One of my favorite commands in Google is the site:www.domain.com command. If I wanted to see all pages indexed by Google (or most other engines) you simply type in site:www.domain.com. So for example, if I wanted to see all the pages MSN Search indexed of MSN Search Results (laugh out loud), you go to search.msn.com and plug in site:search.msn.com to get 50,077,341. Now, this work well on Google, as well.
I prefer to use the syntax at Google, allinurl:www.google.com site:www.google.com, it tends to order the pages in order of popularity this way (no proof, of course). You will also notice that Google doesn't index its own SERPs, like MSN does. A forum thread at WebmasterWorld asks, Why are "Site:" command pages inflated? Members lammert, g1smd, and bull all provide solid answers, which I will quote below.
- URLs temporarily deleted with the URL removal tool
- URLs from other sites doing a 302 hijack of your site (should be fixed by now)
- Obsolete URLs which have still links to them from other sites and which Google visits now and then just to see of they are active
- Links to your site with typos in it i.e. www.yourdomain.com/fiel.html instead of www.yourdomain.com/file.html.
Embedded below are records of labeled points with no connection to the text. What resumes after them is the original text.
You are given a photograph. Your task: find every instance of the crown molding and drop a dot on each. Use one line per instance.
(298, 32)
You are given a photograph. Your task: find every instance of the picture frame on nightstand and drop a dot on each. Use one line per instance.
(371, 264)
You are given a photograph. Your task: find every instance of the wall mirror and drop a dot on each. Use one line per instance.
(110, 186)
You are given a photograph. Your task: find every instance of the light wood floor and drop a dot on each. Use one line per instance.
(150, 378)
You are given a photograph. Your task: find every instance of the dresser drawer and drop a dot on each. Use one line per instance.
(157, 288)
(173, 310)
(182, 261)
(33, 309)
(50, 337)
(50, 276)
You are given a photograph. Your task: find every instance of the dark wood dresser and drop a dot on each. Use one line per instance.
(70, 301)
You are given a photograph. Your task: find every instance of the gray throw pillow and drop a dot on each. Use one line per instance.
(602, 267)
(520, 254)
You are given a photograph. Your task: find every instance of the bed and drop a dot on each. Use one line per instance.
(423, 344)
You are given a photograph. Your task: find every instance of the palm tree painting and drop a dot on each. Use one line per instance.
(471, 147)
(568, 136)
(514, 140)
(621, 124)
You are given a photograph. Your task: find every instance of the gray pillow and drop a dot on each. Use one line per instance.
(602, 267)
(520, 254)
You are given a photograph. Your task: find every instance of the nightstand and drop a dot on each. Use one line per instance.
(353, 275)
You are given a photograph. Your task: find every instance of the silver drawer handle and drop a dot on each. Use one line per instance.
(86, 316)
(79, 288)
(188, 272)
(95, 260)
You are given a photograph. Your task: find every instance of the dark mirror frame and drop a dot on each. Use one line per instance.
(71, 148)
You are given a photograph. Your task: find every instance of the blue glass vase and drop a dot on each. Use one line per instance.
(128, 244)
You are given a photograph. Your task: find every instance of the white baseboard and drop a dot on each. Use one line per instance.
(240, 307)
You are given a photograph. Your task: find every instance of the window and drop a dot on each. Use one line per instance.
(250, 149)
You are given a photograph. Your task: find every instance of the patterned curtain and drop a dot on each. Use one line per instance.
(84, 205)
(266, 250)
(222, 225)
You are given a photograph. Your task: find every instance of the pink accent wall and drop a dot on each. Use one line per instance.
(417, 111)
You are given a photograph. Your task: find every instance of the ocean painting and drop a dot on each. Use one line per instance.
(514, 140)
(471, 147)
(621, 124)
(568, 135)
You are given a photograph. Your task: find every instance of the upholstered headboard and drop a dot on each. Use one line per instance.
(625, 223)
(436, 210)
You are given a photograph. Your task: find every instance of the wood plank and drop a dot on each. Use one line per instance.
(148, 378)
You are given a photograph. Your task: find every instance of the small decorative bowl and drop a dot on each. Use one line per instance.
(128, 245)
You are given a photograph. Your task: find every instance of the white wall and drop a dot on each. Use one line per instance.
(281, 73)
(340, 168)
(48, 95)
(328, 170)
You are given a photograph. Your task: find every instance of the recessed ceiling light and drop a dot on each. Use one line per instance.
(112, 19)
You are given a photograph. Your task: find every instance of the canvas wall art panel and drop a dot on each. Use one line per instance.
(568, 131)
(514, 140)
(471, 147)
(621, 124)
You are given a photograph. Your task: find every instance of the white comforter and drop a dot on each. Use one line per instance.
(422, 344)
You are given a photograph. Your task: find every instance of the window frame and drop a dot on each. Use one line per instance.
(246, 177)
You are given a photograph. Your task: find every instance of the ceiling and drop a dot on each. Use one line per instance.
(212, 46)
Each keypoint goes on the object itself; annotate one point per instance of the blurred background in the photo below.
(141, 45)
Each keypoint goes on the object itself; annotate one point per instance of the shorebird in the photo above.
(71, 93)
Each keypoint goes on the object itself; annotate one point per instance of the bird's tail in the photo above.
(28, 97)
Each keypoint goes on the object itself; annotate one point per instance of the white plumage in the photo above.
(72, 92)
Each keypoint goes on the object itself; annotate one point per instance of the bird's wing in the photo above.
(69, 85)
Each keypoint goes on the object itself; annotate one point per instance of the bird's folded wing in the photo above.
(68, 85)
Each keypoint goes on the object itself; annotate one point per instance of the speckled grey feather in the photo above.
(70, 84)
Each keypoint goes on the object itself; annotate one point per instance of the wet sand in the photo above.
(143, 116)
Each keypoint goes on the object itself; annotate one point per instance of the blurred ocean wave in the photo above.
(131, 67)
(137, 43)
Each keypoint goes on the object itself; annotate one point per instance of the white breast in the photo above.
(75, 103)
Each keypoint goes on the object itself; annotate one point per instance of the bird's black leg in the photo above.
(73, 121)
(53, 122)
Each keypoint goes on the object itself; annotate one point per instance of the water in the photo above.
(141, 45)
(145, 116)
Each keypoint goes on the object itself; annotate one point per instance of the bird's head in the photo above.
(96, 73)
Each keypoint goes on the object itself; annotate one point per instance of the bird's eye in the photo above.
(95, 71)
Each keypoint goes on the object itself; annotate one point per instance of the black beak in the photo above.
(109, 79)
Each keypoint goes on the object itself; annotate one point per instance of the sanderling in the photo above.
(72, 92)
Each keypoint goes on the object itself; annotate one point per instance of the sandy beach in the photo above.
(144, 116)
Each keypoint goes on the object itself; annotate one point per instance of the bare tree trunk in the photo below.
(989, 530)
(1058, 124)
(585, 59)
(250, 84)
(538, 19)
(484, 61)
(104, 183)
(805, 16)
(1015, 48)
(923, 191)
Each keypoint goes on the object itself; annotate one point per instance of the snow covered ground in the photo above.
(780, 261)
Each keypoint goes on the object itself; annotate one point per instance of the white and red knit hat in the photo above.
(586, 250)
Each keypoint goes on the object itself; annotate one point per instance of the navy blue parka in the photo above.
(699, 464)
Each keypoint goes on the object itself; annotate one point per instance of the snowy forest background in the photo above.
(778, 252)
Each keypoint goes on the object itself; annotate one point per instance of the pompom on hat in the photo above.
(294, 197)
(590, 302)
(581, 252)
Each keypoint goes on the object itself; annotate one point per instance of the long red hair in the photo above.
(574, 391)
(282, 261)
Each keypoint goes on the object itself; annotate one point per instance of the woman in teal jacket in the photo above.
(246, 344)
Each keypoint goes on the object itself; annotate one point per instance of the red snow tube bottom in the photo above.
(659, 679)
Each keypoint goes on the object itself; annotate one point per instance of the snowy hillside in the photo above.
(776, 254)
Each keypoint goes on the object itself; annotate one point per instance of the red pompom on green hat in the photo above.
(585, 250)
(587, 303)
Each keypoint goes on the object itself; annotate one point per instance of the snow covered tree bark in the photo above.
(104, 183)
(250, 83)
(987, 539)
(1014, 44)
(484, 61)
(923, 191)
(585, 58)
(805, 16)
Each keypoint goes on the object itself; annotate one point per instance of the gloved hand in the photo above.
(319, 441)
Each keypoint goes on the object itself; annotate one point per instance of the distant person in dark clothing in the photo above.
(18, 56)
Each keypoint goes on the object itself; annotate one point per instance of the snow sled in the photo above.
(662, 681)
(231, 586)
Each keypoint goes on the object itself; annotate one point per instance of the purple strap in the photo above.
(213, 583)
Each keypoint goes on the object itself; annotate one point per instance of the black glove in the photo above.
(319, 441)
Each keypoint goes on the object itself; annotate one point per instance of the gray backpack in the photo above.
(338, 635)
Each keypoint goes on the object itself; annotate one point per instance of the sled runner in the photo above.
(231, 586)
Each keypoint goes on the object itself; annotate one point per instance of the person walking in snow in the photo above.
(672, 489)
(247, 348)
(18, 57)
At one time I had many copies of my sitemap in the SERPs because I used the sitemap as my 404 page. Except for the original sitemap they now all went supplemental, but Google still counts them.
- URLs that have been marked with "noindex,follow".
- Serving both www and non-www but without a redirect.
- Items crawled by the Mozilla Googlebot only.
Add also that Google also shows the supplemental index in that count, not in the API results but in the normal Web search results. Also, you might think you have X pages on a dynamic site, but you can have a infinite number of pages generated through a dynamically driven Web site.